Em Nova York, em junho de 1979, Wojnarowicz fez uma máscara a partir de um retrato de Rimbaud fotocopiado e posou para sua câmera com amigos usando-a em sites reconhecíveis de Nova York. Ele enviou muitas dessas fotos para Delage. Ele também compôs uma colagem, situando uma famosa imagem fotográfica de Genet de Brassaï em uma igreja bombardeada e colocando acima do altar uma imagem de Jesus se injetando com uma seringa. (Uma litografia dele aparece no show.)
Nos anos seguintes, Delage fez várias viagens a Nova York e Wojnarowicz o visitou em Paris. Wojnarowicz posou Delage usando a máscara Rimbaud na Times Square e em Coney Island, e depois em Paris perto da Torre Eiffel. Delage também o acompanhou em incursões noturnas, enquanto Wojnarowicz pintava com spray seu estêncil de uma casa em chamas nas paredes do Bowery.
Quando estavam separados, as cartas de Wojnarowicz (as de Delage não sobreviveram) contêm declarações de amor estranhamente efusivas que, observou Carr, ele não fez durante seu relacionamento posterior com Rauffenbart. Em junho de 1980, Wojnarowicz enviou oito cartões-postais em sequência, um por dia, que soletravam, em letras caprichosas e elegantes, desenhadas à mão, “J’aime toi” — ou “eu te amo”, em francês não gramatical. “Pequenas coisas como essa fizeram a sensação muito forte”, disse Delage.
O caso terminou abruptamente em maio de 1982. Delage aponta duas razões para a separação. Em parte, era a separação geográfica, que dificultava a manutenção do vínculo. “Ele estava trabalhando muito duro em Nova York e estava viajando muito”, disse Delage. Mas a causa imediata foi a admissão de Delage, quando estava prestes a embarcar no voo de volta a Paris, que havia dormido com um amigo de Wojnarowicz que o havia visitado lá. Escrevendo para ele três semanas depois, Wojnarowicz disse que isso era uma traição que “me fez examinar qual é o nosso relacionamento”. A amizade perdurou, mas o romance acabou.

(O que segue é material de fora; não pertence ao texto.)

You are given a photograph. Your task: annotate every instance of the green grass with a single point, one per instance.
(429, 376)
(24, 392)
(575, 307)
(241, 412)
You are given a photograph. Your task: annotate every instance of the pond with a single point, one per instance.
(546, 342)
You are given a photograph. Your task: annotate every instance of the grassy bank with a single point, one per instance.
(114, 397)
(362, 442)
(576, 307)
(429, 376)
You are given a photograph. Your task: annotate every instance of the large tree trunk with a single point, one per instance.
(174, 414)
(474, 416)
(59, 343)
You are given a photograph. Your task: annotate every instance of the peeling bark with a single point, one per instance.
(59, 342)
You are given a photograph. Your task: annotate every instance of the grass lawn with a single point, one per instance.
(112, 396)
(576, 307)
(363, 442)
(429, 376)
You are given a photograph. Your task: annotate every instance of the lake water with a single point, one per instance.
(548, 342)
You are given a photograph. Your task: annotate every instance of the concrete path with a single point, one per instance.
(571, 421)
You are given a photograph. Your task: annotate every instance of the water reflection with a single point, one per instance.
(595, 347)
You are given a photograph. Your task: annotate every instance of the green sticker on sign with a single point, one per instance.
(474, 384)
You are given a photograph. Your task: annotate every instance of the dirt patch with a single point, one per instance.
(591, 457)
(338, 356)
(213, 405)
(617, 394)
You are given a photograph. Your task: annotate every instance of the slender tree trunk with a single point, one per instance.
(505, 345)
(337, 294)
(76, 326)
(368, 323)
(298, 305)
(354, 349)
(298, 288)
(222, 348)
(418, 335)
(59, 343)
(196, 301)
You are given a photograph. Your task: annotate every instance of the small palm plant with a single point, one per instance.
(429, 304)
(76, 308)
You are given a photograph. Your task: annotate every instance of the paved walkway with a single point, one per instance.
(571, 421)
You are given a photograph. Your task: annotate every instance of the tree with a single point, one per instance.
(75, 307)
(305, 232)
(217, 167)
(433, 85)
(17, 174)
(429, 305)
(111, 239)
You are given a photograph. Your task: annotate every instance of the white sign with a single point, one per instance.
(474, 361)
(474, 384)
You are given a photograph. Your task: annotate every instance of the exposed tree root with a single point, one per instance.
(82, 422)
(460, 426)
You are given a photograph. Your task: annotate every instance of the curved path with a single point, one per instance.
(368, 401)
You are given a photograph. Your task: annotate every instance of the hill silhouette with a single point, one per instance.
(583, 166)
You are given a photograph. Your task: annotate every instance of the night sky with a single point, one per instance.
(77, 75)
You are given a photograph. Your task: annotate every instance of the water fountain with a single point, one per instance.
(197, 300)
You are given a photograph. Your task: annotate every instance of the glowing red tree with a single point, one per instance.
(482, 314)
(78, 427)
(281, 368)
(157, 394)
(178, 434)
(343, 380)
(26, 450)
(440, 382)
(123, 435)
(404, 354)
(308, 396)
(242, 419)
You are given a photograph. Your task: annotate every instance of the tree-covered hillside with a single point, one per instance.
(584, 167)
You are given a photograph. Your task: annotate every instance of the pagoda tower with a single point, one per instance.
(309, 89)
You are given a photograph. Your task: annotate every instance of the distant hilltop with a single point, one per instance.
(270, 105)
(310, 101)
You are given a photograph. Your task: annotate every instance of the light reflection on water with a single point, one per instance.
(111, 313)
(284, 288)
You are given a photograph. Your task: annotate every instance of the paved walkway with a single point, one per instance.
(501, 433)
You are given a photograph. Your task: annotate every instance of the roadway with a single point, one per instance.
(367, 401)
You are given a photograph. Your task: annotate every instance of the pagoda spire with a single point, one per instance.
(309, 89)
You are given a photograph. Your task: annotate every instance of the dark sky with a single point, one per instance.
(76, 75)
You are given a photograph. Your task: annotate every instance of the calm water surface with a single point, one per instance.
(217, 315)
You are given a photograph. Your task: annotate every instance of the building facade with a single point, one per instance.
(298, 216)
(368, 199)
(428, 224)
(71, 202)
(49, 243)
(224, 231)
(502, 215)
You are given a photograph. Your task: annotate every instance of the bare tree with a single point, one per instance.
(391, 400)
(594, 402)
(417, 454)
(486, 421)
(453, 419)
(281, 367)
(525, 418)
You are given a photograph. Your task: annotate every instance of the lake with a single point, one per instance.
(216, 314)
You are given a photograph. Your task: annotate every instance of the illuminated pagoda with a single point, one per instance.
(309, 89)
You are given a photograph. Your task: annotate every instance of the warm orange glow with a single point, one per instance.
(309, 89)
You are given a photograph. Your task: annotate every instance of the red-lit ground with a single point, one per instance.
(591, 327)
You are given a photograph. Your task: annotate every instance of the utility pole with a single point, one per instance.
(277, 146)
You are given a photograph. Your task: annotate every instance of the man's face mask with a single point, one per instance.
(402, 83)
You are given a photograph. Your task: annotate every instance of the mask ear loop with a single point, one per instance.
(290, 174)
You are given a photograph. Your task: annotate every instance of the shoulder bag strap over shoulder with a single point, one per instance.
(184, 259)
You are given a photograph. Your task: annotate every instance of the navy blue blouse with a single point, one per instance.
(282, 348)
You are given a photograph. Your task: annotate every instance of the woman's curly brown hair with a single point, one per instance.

Sete anos mais velho que Wojnarowicz, que morreu aos 37 anos, Delage agora tem 76. Tendo prosperado com investimentos imobiliários, um negócio de antiguidades e uma herança familiar, ele pensa na preservação desse legado. “Prometi a David manter o trabalho seguro”, disse ele. “Eu guardo como coisas sagradas. Confio muito na criatividade dele. Eu sabia que um dia ele seria bem sucedido.”
A sequência de cartas fornece um registro do dia-a-dia de Wojnarowicz naqueles anos, complementando os diários que relatam principalmente relações sexuais e sonhos. “Todo o propósito do show é colocar as cartas”, disse Carr. “Eu não acho que eu poderia ter escrito a biografia sem eles, porque eles dizem o que está acontecendo na vida de David naqueles anos.”
A arte que Wojnarowicz enviou ao seu amante também está à venda. E algumas delas – como as fotografias de Rimbaud, que são menores do que as impressões posteriores porque o artista indigente não podia comprar papel maior – é especialmente rara.
Ainda inseguro de sua proeza como desenhista, Wojnarowicz contou com colagem, estênceis e fotografia nesta fase de sua carreira. Mas sua sensibilidade artística e seu talento para a composição já são evidentes nos primeiros trabalhos.
“Em memória de David, espero conseguir muito dinheiro”, disse Delage. “Eu não preciso disso. Eu sou rico o suficiente. É um símbolo. Se eu conseguir muito dinheiro para David, é um sucesso para ele e para mim.”